Im zweiten und dritten Kapitel diskutiert die Autorin Enthauptungen unter umgekehrten Vorzeichen und zeigt, wie das Köpfen als Strafe, in Darstellungen von Venedig als einem gerechten und wehrhaften Gemeinwesen einging. Barzman nährt sich diesem Thema aus unterschiedlichen Richtungen. In teilweise mit Nebeninformationen etwas überladenen Beschreibungen untersucht sie sowohl dessen räumliche, als auch symbolische, performative und rechtsdiskursive Aspekte. Das dritte Kapitel geht am Beispiel der Judith-Ikonographie dieser Selbstinszenierung in der visuellen Kultur Venedigs weiter nach. Dabei wird deutlich, wie sich im venezianischen Kontext in der Figur Judiths allegorische Bedeutungen aus Venezia und Justitia überlagerten. Vor allem venezianische Triumphinszenierungen nach dem Sieg über die osmanische Flotte in der Seeschlacht von Lepanto (1571), führten dazu, Holofernes als Judiths Widerpart mit dem türkischen Herrscher gleichzusetzen.
Im Zentrum des vierten Kapitels steht die venezianische Rezeption von Torquato Tassos 1574 vollendetem Kreuzzugsepos „Gerusalemme liberata“. Die herausragende Stellung, die dieser Text in Venedig einnahm, sieht Barzman in der dauerhaften Auseinandersetzung der Republik mit dem osmanischen Reich begründet. Die Kämpfe der Kreuzfahrer seien allegorisch mit den eigenen Kämpfen gegen die Türken gleichgesetzt worden und hätten das Epos im venezianischen Selbstbild verankert. Hier ist vor allem die Beobachtung der Autorin über die venezianische Vortragsweise des Epos erhellend. Als Wechselgesang zwischen Gondoliere von Boot zu Boot, durch Kanäle und über ganze Viertel hinweg gesungen, habe die Geschichte von der Befreiung Jerusalems die ganze Stadt durchdrungen und damit die Kreuzzugsgeschichte fast wörtlich mit dem venezianischen Stadtraum verwoben.

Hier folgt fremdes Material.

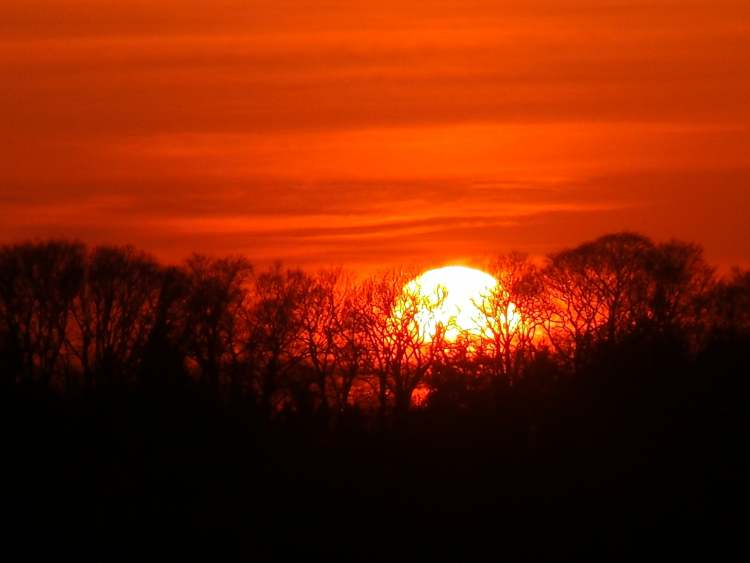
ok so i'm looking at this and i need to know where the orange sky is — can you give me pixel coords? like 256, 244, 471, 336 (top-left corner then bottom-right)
2, 1, 749, 270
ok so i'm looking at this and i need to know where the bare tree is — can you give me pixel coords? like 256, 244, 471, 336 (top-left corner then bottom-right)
182, 255, 252, 391
139, 265, 190, 387
242, 264, 307, 416
537, 233, 654, 367
0, 241, 85, 386
645, 240, 715, 339
473, 253, 543, 389
298, 269, 344, 413
67, 245, 163, 387
707, 268, 750, 337
360, 270, 448, 422
330, 279, 370, 414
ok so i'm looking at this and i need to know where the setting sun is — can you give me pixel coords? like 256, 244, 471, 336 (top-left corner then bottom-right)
402, 266, 499, 341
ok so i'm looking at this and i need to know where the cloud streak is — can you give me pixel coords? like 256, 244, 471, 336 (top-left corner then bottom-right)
1, 1, 749, 269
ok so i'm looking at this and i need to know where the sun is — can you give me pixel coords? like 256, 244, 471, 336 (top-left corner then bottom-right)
401, 266, 500, 341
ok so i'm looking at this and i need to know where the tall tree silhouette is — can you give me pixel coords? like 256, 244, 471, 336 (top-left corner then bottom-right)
474, 253, 543, 391
139, 265, 189, 388
242, 264, 307, 416
298, 269, 345, 414
329, 278, 370, 414
360, 270, 448, 422
708, 268, 750, 337
67, 245, 162, 387
538, 232, 654, 368
182, 255, 252, 391
639, 240, 715, 352
0, 241, 84, 386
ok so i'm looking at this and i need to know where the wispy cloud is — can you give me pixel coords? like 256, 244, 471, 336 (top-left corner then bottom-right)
1, 1, 749, 268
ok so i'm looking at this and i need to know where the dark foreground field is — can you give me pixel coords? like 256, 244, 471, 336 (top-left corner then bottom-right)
4, 344, 746, 561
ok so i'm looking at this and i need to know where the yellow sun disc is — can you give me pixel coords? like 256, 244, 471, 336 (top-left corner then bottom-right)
403, 266, 499, 341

Die ansonsten selten thematisierte venezianische Wahrnehmung Dalmatiens und der in den dortigen Bergen beheimateten ‚morlacchi‘ bilden das Thema des fünften Kapitels. Die von Barzman beschriebenen Schwierigkeiten, die man in Venedig damit hatte, diesen Grenzbewohnern bildlich, begrifflich und administrativ Herr zu werden, runden die Analysen ihrer Monographie ab.
„The limits of identity“ ist ein Buch, das Fragen venezianischer Selbstbildkonstruktionen konsequent als frühneuzeitliche Abgrenzungsprozesse gegenüber dem osmanischen Reich beschreibt. Erst gegen dessen Charakterisierung als grausam-barbarisch und islamisch-despotisch, so die Kernthese der Autorin, habe sich die ‚serenissima republica‘ als gerechtes, christliches und republikanisch-gemeinwohlorientiertes Gemeinwesen in Szene setzen können. Mit dem von Barzman untersuchten Bild- und Textmaterial und dessen Fokus auf Gewaltdarstellungen erscheint diese Interpretation der Autorin zunächst durchaus plausibel.

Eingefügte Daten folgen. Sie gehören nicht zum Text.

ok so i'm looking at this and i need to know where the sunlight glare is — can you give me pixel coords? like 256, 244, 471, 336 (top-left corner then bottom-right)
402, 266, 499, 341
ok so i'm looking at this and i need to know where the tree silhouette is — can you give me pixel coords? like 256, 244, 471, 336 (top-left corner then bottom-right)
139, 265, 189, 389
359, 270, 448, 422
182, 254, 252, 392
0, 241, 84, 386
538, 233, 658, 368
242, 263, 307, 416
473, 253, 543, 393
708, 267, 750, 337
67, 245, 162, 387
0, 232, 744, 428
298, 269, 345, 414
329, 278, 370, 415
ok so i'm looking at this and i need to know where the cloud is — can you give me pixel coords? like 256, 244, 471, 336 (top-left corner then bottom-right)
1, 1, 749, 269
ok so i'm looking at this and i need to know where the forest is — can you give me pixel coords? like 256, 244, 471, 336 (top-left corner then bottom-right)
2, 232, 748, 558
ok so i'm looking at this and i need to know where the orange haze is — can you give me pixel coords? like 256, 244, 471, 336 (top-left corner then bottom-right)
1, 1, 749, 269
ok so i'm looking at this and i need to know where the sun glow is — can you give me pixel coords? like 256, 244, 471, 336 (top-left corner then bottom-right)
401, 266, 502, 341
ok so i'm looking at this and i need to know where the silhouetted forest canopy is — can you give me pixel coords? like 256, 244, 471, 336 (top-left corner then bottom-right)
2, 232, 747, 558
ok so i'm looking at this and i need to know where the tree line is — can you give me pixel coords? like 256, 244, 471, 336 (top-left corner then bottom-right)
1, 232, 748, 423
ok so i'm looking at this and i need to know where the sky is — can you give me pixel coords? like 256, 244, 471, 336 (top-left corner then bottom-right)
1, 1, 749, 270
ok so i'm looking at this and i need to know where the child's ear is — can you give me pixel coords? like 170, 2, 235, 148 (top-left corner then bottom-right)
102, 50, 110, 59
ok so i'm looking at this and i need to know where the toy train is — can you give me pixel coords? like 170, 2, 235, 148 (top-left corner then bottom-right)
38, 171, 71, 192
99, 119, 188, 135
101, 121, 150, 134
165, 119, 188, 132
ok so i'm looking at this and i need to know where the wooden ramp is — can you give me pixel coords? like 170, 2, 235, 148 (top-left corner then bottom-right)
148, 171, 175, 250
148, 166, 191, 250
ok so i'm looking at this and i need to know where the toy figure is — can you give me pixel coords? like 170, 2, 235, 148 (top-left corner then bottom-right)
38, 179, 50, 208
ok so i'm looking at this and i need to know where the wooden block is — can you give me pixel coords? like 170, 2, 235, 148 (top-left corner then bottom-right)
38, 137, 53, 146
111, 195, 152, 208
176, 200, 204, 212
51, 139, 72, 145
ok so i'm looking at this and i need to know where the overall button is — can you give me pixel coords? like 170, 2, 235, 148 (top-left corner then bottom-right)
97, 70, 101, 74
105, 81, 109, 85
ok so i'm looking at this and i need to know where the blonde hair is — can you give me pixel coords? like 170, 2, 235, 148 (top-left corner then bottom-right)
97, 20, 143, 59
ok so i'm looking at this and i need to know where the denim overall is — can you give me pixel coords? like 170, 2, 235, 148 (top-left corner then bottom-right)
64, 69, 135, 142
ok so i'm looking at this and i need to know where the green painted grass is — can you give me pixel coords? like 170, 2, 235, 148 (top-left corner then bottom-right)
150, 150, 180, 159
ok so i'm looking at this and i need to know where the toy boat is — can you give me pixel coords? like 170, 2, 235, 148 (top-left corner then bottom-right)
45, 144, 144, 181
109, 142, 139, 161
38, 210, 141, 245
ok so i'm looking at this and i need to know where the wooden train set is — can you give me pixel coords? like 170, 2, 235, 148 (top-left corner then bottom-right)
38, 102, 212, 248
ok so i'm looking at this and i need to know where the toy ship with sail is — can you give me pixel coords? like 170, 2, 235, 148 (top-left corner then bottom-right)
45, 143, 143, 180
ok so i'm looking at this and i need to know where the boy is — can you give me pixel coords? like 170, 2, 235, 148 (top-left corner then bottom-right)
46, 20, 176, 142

Allerdings bedingen Forschungsparadigmen wie das Barzmans Studie zu Grunde liegende Konfrontationsmodell nicht nur die Deutung des untersuchten Materials, sondern stets auch dessen Auswahl. Mit dem Fokus auf Identitäts- und Alteritätskonstruktionen blendet Barzman die ökonomischen, dingkulturellen, persönlichen und politischen Verflechtungen zwischen Venedig und dem osmanischen Reich aus. Um nur ein Beispiel zu nennen: Im 15. und 16. Jahrhundert wurden zahlreiche für die venezianische Tuchherstellung benötigten Rohstoffe vom Bosporus nach Venedig importiert. Im Gegenzug gelangten neben anderen Luxusgütern auch aus diesen Rohstoffen eigens nach osmanischem Geschmack gefertigte Stoffe in das osmanische Reich. Zahlreiche Akteure bewegten sich im Rahmen dieser ökonomischen Verflechtungen mit großer Selbstverständlichkeit zwischen Venedig und dem Goldenen Horn, wodurch in keinem anderen Land unter lateinisch-christlicher Herrschaft die Kenntnisse über osmanische Eigenheiten so verbreitet waren wie in Venedig. Die zahlreichen Diplomaten, Reisende und Kaufleute aus dem osmanischen Reich, die sich in Venedig aufhielten, führten 1621 bekanntermaßen sogar dazu, dass in Venedig der ‚fondaco dei turchi‘ als Handelsniederlassung osmanischer Kaufleute eröffnet wurde.
Hier wäre es erhellend, hätte Barzman sich mit der Wahl ihres Themas nicht allein auf Abgrenzungsinszenierungen beschränkt, sondern auch untersucht, wie solche alltäglichen Kontakte mit dem osmanischen Reich in die frühneuzeitlichen ‚venezianità‘ einflossen. Gerade die verschiedentlich berichteten Gewaltausbrüche venezianischer Unterschichten gegen osmanische Kaufleute und die Reaktionen der Obrigkeiten darauf wäre vor diesem Hintergrund ein lohnendes Untersuchungsfeld gewesen.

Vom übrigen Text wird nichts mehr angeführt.